Other highlights during the session included a meeting, scheduled to be held on Wednesday, 8 November, from 10.30 a.m. to 12 p.m., on a complaint concerning non-observance by Qatar of the Forced Labour Convention, 1930 (No. 29); and a meeting, scheduled to be held from 4.30 to 6 p.m., on the same day, on a complaint concerning non-observance by the Bolivarian Republic of Venezuela of three ILO Conventions, including the Convention No. 87 on the freedom of association.
Asked for more detailed information on the complaint concerning Qatar, Mr.
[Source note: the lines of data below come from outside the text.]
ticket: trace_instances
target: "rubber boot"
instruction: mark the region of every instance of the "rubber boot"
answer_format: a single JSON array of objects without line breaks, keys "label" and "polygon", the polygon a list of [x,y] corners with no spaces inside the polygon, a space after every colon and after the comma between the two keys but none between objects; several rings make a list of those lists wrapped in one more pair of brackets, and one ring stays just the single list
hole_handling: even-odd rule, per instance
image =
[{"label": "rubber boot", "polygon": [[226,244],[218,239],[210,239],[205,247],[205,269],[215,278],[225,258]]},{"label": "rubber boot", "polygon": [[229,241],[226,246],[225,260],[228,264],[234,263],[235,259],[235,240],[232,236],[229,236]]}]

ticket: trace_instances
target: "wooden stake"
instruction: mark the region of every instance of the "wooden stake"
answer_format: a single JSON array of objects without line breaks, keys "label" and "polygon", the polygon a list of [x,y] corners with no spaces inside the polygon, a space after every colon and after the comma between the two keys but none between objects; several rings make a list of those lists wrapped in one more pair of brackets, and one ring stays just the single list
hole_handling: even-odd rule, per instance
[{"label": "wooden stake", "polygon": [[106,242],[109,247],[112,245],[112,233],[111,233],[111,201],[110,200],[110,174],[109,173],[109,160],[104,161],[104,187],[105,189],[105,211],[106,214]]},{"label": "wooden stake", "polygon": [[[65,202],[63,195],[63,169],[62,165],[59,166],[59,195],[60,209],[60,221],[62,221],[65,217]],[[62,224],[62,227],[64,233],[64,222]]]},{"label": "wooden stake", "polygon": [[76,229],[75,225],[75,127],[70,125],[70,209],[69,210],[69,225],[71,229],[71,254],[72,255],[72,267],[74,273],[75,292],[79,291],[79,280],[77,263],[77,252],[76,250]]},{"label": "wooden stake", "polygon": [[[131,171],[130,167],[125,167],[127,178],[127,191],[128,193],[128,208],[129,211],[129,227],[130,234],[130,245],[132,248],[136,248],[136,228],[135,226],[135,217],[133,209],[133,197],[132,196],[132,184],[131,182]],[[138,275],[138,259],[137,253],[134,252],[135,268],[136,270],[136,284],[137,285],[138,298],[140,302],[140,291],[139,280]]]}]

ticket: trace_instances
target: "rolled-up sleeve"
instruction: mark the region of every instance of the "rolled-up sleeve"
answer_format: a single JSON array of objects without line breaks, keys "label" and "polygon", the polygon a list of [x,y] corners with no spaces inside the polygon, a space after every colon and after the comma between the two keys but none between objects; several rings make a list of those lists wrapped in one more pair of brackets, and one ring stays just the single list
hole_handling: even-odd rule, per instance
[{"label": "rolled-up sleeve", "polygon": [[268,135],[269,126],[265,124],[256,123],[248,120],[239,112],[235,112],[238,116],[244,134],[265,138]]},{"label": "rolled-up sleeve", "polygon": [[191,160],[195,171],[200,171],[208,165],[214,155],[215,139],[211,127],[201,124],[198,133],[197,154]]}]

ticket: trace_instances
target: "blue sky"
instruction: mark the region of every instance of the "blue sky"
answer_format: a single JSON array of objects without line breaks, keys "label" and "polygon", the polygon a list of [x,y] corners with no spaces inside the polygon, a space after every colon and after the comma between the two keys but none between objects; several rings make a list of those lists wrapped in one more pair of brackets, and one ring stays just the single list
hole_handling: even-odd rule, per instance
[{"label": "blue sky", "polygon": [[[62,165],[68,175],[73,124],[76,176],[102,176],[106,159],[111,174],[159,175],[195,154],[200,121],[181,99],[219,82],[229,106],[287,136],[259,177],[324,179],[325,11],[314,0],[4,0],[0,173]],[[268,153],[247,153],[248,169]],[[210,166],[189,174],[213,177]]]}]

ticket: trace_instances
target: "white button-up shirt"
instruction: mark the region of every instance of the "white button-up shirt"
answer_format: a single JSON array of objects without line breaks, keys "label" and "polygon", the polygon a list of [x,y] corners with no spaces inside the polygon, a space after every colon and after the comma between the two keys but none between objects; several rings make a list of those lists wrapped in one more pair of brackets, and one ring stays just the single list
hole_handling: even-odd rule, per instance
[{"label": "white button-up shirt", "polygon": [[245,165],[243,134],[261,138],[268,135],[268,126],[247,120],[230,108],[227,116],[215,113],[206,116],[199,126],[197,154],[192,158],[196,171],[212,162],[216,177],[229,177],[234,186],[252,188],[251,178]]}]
Von Rohland said that the Governing Body’s discussion would focus on whether recent legislative reforms were sufficient given States’ obligations under the Forced Labour Convention. A proposal, contained in the paper on the topic, had been prepared by the Bureau of the Governing Body and a decision would be taken by consensus or by vote if there was no consensus.
Babar Baloch, for the United Nations Refugee Agency (UNHCR), said that on 31 October, at 2 p.m., in Press Room 1, an embargoed press conference would be held on the new UNHCR report “This is my Home” - Stateless Minorities and their Search for Citizenship, under embargo until 3 November.
Alessandra Vellucci, Director of the United Nations Information Service in Geneva, said that on 1 and 2 November, as part of its ongoing session, the Human Rights Committee would hold public meetings during which it would continue its consideration of the draft general comment on the right to life.
On 31 October, the Committee on the Elimination of Discrimination against Women was considering the report of Israel; it would consider a number of other country reports during the remainder of its session, which would conclude on 17 November.
The launching of the 2017 Emissions Gap Report of the United Nations Environment Programme (UNEP) would take place in Room XIV of the Palais des Nations on 31 October at 11.45 a.m.